When you reject a request, include informative headers so well-behaved clients can adapt:
func writeRateLimitError(w http.ResponseWriter, limiter *rate.Limiter) {
reservation := limiter.ReserveN(time.Now(), 0)
retryAfter := reservation.Delay().Seconds()
w.Header().Set("X-RateLimit-Limit", "30")
w.Header().Set("X-RateLimit-Remaining", "0")
w.Header().Set("X-RateLimit-Reset", fmt.Sprintf("%d",
time.Now().Add(time.Duration(retryAfter*float64(time.Second))).Unix()))
w.Header().Set("Retry-After", fmt.Sprintf("%.0f", retryAfter))
w.Header().Set("Content-Type", "application/json")
w.WriteHeader(http.StatusTooManyRequests)

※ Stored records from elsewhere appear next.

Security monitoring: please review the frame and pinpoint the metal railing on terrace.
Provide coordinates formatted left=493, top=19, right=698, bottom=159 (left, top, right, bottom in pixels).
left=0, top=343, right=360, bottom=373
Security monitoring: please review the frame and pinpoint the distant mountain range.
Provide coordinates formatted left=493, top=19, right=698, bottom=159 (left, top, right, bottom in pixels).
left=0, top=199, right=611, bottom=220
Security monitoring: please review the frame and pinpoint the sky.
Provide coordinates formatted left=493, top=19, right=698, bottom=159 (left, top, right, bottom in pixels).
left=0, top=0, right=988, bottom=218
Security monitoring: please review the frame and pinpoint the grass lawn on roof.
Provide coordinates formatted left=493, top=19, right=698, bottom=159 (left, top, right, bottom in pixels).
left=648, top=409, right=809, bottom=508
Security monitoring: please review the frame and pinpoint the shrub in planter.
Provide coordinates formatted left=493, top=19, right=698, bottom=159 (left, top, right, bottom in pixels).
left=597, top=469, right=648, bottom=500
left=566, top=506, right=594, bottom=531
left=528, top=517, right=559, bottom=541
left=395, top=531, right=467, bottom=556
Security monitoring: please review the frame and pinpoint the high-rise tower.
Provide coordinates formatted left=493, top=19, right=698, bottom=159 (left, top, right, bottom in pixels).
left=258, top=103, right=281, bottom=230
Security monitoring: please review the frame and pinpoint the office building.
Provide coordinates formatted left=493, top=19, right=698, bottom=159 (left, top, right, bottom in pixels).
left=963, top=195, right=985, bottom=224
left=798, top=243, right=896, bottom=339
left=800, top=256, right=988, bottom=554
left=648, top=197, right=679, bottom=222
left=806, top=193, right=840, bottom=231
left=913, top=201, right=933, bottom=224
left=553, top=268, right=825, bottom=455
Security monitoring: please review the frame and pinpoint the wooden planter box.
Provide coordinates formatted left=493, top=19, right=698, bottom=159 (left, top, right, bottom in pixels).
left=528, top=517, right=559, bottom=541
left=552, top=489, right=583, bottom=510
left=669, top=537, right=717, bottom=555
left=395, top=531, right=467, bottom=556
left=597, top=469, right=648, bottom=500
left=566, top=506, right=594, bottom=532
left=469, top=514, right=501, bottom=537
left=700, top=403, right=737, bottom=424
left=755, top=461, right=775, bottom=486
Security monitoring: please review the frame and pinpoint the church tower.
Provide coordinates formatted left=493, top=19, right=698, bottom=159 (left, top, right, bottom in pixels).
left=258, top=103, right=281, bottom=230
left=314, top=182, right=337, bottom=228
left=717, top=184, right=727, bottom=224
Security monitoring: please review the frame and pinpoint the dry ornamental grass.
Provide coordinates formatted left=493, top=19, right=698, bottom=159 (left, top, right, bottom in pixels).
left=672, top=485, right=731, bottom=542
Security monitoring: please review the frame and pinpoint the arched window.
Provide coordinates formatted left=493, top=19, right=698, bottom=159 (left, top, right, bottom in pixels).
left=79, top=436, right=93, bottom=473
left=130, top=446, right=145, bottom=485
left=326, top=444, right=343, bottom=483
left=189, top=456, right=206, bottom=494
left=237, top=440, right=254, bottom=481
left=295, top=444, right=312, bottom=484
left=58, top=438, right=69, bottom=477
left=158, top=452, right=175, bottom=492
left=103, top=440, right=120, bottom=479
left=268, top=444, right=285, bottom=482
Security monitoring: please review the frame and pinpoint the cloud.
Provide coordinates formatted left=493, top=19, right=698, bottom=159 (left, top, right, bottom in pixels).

fmt.Fprintf(w, `{"error":"rate_limit_exceeded","retry_after_seconds":%.1f}`, retryAfter)
}
The Gotchas
In-process rate limiting does not work across multiple instances. A token bucket stored in memory is per-process. If you have five instances behind a load balancer, each has its own bucket. A client can effectively get five times your intended rate limit by round-robining across instances. For multi-instance rate limiting, use a shared store — Redis with a sliding window counter or a rate-limit sidecar like Envoy’s global rate limiting service.
Never trust X-Forwarded-For without validating the proxy. If your service is directly exposed to the internet and someone sends X-Forwarded-For: 1.2.3.4, you will rate-limit the wrong IP. Only parse X-Forwarded-For if you know the request came from a trusted proxy (your load balancer’s known IP range). Otherwise, use r.RemoteAddr.
Rate limit by user identity, not just by IP. Shared NAT environments — corporate offices, mobile carriers — can have thousands of users behind a single IP address. Rate limiting by IP in these environments unfairly penalises legitimate users. If your API supports authentication, rate limit by authenticated user ID or API key first, and use IP as a secondary fallback only for unauthenticated endpoints.
Allow() vs Wait() vs Reserve(). Allow() does not block and returns false immediately if the token is unavailable — use this in HTTP handlers. Wait() blocks until a token is available — use this for background workers where waiting is acceptable. Reserve() reserves a future token and returns when to use it — useful when you want to schedule work rather than reject it.
Key Takeaway
Rate limiting is not about punishing users — it is about protecting your service’s ability to serve everyone equally. Implement it at the edge of your API as middleware. Use token buckets for their burst-friendly behaviour. Key by API token or authenticated user ID rather than IP where possible. Return 429 with Retry-After and X-RateLimit-* headers so well-behaved clients can back off gracefully. For multi-instance deployments, move the counter to Redis. A service that can say “not right now” is a service that stays up.